Sunday, September 19, 2010

Television Review: The Vampire Diaries

I blame True Blood for getting me into The Vampire Diaries. My boyfriend needed a vampire fix in between the all too short seasons of True Blood, so we decided to add The Vampire Diaries to our watchlist. Though I carefully sidestepped the Twilight movies and have managed to avoid any amount of novels starring werewolves and vampires, I have ended up following ‘Dawson’s Creek with Fangs’, as some might call it. It is based on a series of books by L.J. Smith, which I will never read, and was developed into a series by Kevin Williamson, who also created the Creek series and wrote the first two Scream movies. His trademark is well-written peppy dialogue with a lot of wordplay and pop culture references. The episodes he writes himself do indeed feature that, though the average script for the series is noticeably less sharp.

Core of the series are Damon and Stefan Salvatore, brothers who were both turned into vampires in 1864 by the evil vixen Katherine, who happens to be the spitting image of Elena, a girl the siblings both meet and fall for in current day. There’s an explanation for Elena and Katherine looking the same, but let’s just say it’s complicated. (And let’s overlook the fact that the age difference between the Salvatores and their love interest is pretty damn creepy when you think about it.) This all happens in Mystic Falls, a town where the brothers own a mansion in which they lurk around moodily, from the first episode of the series onwards. There is a love triangle between the brothers and Elena, of course, and there is a lot of angst and romantic entanglement among the whole teenage (but really in their twenties) cast. At first the vampires seem to be the only ones out of whack in a fairly normal world, but soon there are witches, vampire hunters and rings that revive you if you die. Werewolves are also likely to put in a first appearance soon.

The series has two main narrative problems: the stakes seem low even when they are high (accidental pun there) and the series hasn’t figured out how to keep its main, popular bad guy around in a way that’s believable. To start with the first problem: those back-from-the-dead rings are a lazy narrative cheat, not to mention a somewhat silly one. In a recent episode, it was suggested that the reviving would only work if something or someone supernatural was involved in the wearer’s demise. So a vampire could twist your head around and you’d die for a bit and ultimately end up just fine, but if you’d trip and hit your head on a coffee table, you’d be toast. Apparently. A couple of times already, the writers have made a spectacle out of killing a main or regular character only to have them – ta-daa! – sit up with a jolt a couple of scenes later, none the worse for wear. That really takes the edge off the threat of mortality. Admittedly, some deaths in the series did take and some people stayed in the afterlife, but watching a death scene with the initial thought ‘Meh, maybe it won’t stick anyway.’ dulls the dramatic impact. Call it the ‘Comic Book Superhero Revolving Door of Death Syndrome’, as also seen on Heroes, where it was part of the decline of the series. The origin of these magic plot-device rings has not been revealed yet, but then the same goes for the rings the Salvatores wear to be able to walk around in daylight, thankfully not glittering Twilight-style as they do so. I wonder if an enigmatic mystic jeweler will soon be putting in an appearance.

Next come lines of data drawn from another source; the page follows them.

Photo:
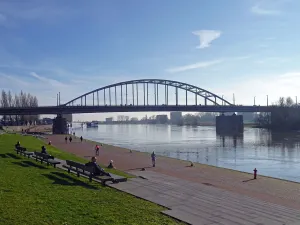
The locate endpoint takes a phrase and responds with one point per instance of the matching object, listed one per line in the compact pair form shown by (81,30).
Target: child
(111,166)
(97,149)
(153,156)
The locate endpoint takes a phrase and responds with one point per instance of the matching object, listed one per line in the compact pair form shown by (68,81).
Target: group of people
(70,139)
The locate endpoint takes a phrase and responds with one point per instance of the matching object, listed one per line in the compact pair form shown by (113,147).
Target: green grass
(32,193)
(35,144)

The second problem is Damon (Ian Somerhalder), the cool, morally ambiguous and funny ‘bad’ Salvatore brother who gets all the best lines. There’s no doubt he is the most entertaining character and it’s clear he should be kept in the series, but he has done some fairly unforgivable things and been forgiven nonetheless. When one of the leads just mopes around for a couple of episodes when Damon kills (or at least tries to) one of their friends or relatives, you start to wonder why you as a viewer should care, since even the people on screen don’t seem to mind that much. The cast in general seems a bit too blasé about innocent bystanders falling by the wayside at least partly because of their own actions and the emotional impact of a life lost, doesn’t last much beyond a single episode. The good guys come off as irresponsible for letting a loose cannon like Damon run around and even go so far as to hang out with him in a semi-friendly way. The writers are pushing him out of the ‘bad’ zone and into a moral grey area lately, to make his prolonged presence believable, but he still takes the occasional detour across the ‘evil’ threshold. To make him too good would ruin the character, but somehow he needs to be forced into being a relatively good boy for the long term, against his more evil nature. Hey, it worked for Spike from Buffy: The Vampire Slayer, even if it took first sticking a chip into his brain that prevented him from hurting humans and then giving him his soul back. For The Vampire Diaries a witches’ curse might do the trick, as I think in this series vampires still have their soul.

Hopefully The Vampire Diaries will find a proper place for Damon and do away with cheap gimmicks that deflate the tension. The series is unlikely to stick in the mind after it’s all done and dusted years from now, but it makes for entertaining, if highly disposable, viewing.